When he took over in Cleveland, he retired several players and revamped the repertoire, provoking rumbles from the city’s chief critic, Donald Rosenberg. But the benefits of new leadership were soon apparent. He appointed the orchestra’s first woman principal player, an oboist, and conducted scintillating premieres by such 21st century composers as Thomas Ades, Matthias Pintscher and Olga Neuwirth.

He spends 18 weeks a year in Cleveland, more than any music director in the US. ‘For me the great thing is bonding with the players,’ he smiles, ‘and that happened faster than I expected. It’s never easy telling people it’s time for them to go, but you don’t have to be nasty about it. You take them aside, ask them to work on their intonation. They get the message.’ He will bring the orchestra to Edinburgh this summer and the Proms in 2005, en route to a residency in Lucerne.

Salzburg is out of his diary. ‘Too boring,’ he shrugs. ‘This summer has one of the most uninteresting programmes of any festival I have ever seen. I can’t think why people would pay good money to see such things.’ As if to make a point, he will conduct a Rosenkavalier in Zurich this July with a cast (Kasarova, Nina Stemme) that powerfully outshines Salzburg’s production the following month.

Diplomacy was never part of his baggage. He mentions having to ask the Berlin Philharmonic to repeat a passage seven times until he got the required pianissimo. Simon Rattle might not be flattered by that remark, but Franz is impervious to the implicit slur. There is something self-enclosed about him, something which might appear almost menacing unless one recognises his essential naivety.

The son of a sometime member of the Austrian Parliament, he was spotted as a teenager by an eccentric, Furtwangler-worshipping baron called Andreas von Bennigsen, who adopted him.

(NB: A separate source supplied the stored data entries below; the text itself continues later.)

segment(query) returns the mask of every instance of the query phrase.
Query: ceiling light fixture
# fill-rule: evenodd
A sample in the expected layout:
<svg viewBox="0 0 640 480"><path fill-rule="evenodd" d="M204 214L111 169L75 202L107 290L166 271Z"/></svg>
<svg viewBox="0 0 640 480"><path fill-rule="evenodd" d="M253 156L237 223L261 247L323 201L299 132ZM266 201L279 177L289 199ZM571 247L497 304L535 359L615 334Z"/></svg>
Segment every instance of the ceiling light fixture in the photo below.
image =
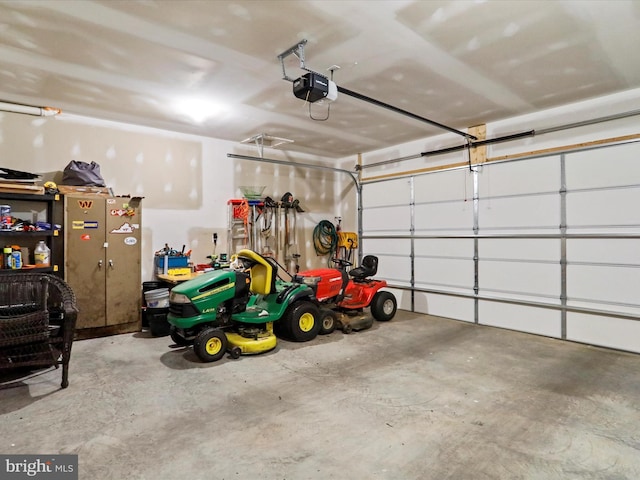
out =
<svg viewBox="0 0 640 480"><path fill-rule="evenodd" d="M224 110L222 105L210 100L188 98L175 102L175 110L196 123L204 123Z"/></svg>
<svg viewBox="0 0 640 480"><path fill-rule="evenodd" d="M55 107L36 107L33 105L23 105L21 103L3 101L0 101L0 111L22 113L24 115L34 115L36 117L53 117L54 115L62 113L62 110Z"/></svg>

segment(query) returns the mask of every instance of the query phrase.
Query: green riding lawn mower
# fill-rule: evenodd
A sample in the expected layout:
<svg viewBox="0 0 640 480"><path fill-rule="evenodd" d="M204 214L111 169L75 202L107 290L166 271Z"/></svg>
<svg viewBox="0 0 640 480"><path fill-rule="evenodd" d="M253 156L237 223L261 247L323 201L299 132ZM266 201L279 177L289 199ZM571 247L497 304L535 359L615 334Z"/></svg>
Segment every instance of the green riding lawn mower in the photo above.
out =
<svg viewBox="0 0 640 480"><path fill-rule="evenodd" d="M381 321L391 320L396 312L393 294L380 290L386 282L364 277L370 269L353 269L352 278L331 268L289 275L275 259L248 249L238 252L236 264L171 290L171 339L180 346L193 345L204 362L227 352L238 358L272 350L277 337L306 342L337 326L348 333L349 319L368 317L363 309L369 305ZM340 288L328 289L328 284Z"/></svg>

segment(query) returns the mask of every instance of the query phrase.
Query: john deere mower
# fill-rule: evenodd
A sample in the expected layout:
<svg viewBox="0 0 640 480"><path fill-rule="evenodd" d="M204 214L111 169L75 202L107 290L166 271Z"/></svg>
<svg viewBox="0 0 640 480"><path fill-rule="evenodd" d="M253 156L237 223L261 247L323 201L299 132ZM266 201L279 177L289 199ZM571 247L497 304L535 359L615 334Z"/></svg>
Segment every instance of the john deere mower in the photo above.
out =
<svg viewBox="0 0 640 480"><path fill-rule="evenodd" d="M338 268L318 268L300 272L304 283L314 288L316 300L322 307L320 316L321 334L331 333L340 328L343 333L364 330L373 325L373 319L380 322L391 320L397 310L393 293L382 290L385 280L371 277L378 271L378 257L366 255L359 267L347 271L351 262L335 258ZM370 307L371 315L364 309Z"/></svg>
<svg viewBox="0 0 640 480"><path fill-rule="evenodd" d="M193 344L204 362L275 348L279 336L315 338L320 312L313 288L278 277L279 265L252 250L237 254L237 269L214 270L176 285L169 298L171 339Z"/></svg>

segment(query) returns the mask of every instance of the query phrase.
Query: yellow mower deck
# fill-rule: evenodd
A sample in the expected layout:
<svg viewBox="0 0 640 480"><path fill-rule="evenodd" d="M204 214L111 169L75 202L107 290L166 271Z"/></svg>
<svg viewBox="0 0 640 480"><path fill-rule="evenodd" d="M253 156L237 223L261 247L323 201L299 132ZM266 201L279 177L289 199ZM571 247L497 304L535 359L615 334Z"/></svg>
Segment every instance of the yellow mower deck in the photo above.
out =
<svg viewBox="0 0 640 480"><path fill-rule="evenodd" d="M255 355L257 353L268 352L276 348L278 342L276 336L270 332L262 332L257 338L243 337L238 333L228 332L227 341L229 350L239 348L242 355Z"/></svg>

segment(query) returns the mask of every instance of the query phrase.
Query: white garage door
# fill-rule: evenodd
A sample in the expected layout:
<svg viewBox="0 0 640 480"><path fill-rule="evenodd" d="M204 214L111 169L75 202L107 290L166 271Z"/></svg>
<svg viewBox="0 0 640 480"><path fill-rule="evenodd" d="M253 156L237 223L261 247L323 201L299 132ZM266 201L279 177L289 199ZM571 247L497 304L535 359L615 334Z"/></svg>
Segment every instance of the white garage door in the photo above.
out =
<svg viewBox="0 0 640 480"><path fill-rule="evenodd" d="M365 183L400 308L640 352L640 144Z"/></svg>

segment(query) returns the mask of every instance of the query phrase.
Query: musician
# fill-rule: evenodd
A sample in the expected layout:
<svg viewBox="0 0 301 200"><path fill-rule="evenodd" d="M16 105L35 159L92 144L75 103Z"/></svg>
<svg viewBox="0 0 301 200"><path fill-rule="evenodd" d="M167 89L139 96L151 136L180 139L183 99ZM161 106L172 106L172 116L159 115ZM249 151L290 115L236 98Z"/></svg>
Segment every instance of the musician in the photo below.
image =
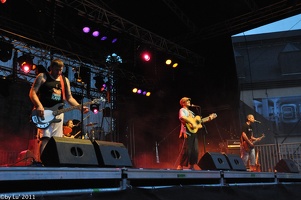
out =
<svg viewBox="0 0 301 200"><path fill-rule="evenodd" d="M74 134L73 134L73 120L69 119L66 122L66 126L63 126L63 133L64 133L64 137L66 138L74 138Z"/></svg>
<svg viewBox="0 0 301 200"><path fill-rule="evenodd" d="M179 110L179 120L181 122L181 130L179 138L182 142L180 144L180 162L177 170L182 170L183 167L187 167L188 164L189 169L193 170L199 156L197 134L191 133L189 129L186 128L186 123L191 124L191 127L195 128L194 123L191 121L191 119L195 117L195 114L189 110L190 100L188 97L183 97L180 100L181 108Z"/></svg>
<svg viewBox="0 0 301 200"><path fill-rule="evenodd" d="M254 116L252 114L247 115L246 122L241 128L242 132L240 137L240 157L242 158L244 165L249 167L250 171L256 171L254 143L260 141L262 138L254 137L252 127L254 122Z"/></svg>
<svg viewBox="0 0 301 200"><path fill-rule="evenodd" d="M79 105L71 94L69 79L62 74L63 69L63 61L54 59L49 66L49 72L39 73L33 82L29 98L34 105L34 109L37 111L37 115L41 119L45 119L44 110L47 110L47 107L51 108L65 102L69 103L70 106ZM83 113L89 111L86 106L83 109ZM64 113L55 116L55 119L57 120L55 123L51 123L47 128L39 131L41 137L41 155L52 136L63 137Z"/></svg>

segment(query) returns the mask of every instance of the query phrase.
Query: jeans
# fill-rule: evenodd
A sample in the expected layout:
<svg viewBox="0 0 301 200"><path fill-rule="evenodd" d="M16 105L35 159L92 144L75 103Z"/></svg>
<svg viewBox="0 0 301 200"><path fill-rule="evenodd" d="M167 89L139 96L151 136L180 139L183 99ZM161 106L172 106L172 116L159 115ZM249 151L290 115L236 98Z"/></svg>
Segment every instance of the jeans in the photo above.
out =
<svg viewBox="0 0 301 200"><path fill-rule="evenodd" d="M248 161L250 160L250 165L255 166L255 149L250 149L250 152L247 152L243 149L243 147L240 147L240 157L242 161L244 162L245 166L248 166Z"/></svg>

He then ran off with the baron’s young wife, Angelika, herself an industrial heiress. Early in the relationship, Franz was smashed up in a road accident; some of the scars are still visible, the pain intermittent. He married Angelika and lives with her in Liechtenstein.

Untouchable throughout was his self-belief. Franz, with baton in hand, never doubted his destiny no matter how murmurous the players, how querulous the critics. He knows exactly where he’s going. He stayed out of London for four years, returning to the 2000 Proms with a hulk of Austrian scripture, Franz Schmidt’s Book of Seven Seals. He returned again with the Zurich Opera, performing Tannhauser at a packed Festival Hall. ‘I’d never seen a London audience respond like that,’ he grins. ‘It was a great feeling.’ He forsees his concerts with the LSO as the basis of a regular relationship, ‘if the chemistry works’.

So all’s well that ends well - except for the unresolved conundrum of how so many music critics got it so wrong. The problem has much to do with the London scene where, with a dozen rival newspapers, critics listen too closely to the cavils of players, and to each other's opinions.

The reverse is equally unfortunate. The New York Times chief critic, Anthony Tommasini, has found fault with every Philharmonic concert conducted by Lorin Maazel, whom most players proclaim to be inspirational. In a metropolis with only one newspaper, the critic has no need to take soundings, and no fear of contradiction.

Critics have a responsibility to get it right and a licence to get it occasionally wrong. When they do get it wrong, however, they face disempowerment. They can write whatever they like now about Franz Welser-Möst: he is a fixture in our musical future. ‘My career only goes up and up and up,’ he laughs.